The comparable self-directed Amerivest service requires a $25,000 minimum, and annual fees that start at 0.75% of the first $100,000. Nearly all the service’s allocations have trailed its benchmark for the past five years, however. Amerivest will execute the trades necessary to maintain your allocation percentages without charging you commissions.
Both brokerages require that your assets reside with them. Even current TD Ameritrade customers have to open a new account funded with cash, not current TD Ameritrade holdings, to use the service.

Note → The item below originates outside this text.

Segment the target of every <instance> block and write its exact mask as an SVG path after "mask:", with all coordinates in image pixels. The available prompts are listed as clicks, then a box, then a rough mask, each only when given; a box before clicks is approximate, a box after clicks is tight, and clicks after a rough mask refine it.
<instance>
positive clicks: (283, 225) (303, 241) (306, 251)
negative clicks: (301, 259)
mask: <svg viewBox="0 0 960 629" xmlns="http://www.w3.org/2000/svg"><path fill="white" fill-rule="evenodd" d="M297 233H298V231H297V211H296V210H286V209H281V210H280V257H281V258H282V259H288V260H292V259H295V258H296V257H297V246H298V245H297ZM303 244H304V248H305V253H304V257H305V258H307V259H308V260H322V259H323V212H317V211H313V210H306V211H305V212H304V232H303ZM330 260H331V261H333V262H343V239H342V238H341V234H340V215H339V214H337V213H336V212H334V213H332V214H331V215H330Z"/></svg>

Bottom line: These are gateway solutions whose overriding goal is to generate new customers and assets under management. They’re best suited to investors looking for a new broker. MarketRiders and Financial Engines, on the other hand, are pay-for-play solutions with greater ease of use and depth. Financial Engines offers more rigorous statistical analysis, but that won’t necessarily guarantee better returns.
Here’s the problem with MPT (and all other investment strategies): September 2008 or March 2001 or October 1987. Pick your favorite market meltdown, any market meltdown. As Nassim Nicholas Taleb observed in his 2007 bestseller The Black Swan, the game-changing events of these years didn’t fit the statistical models.
As most investors learned last year, it’s just about impossible to immunize yourself against market disasters. But proper asset allocation can help minimize the pain.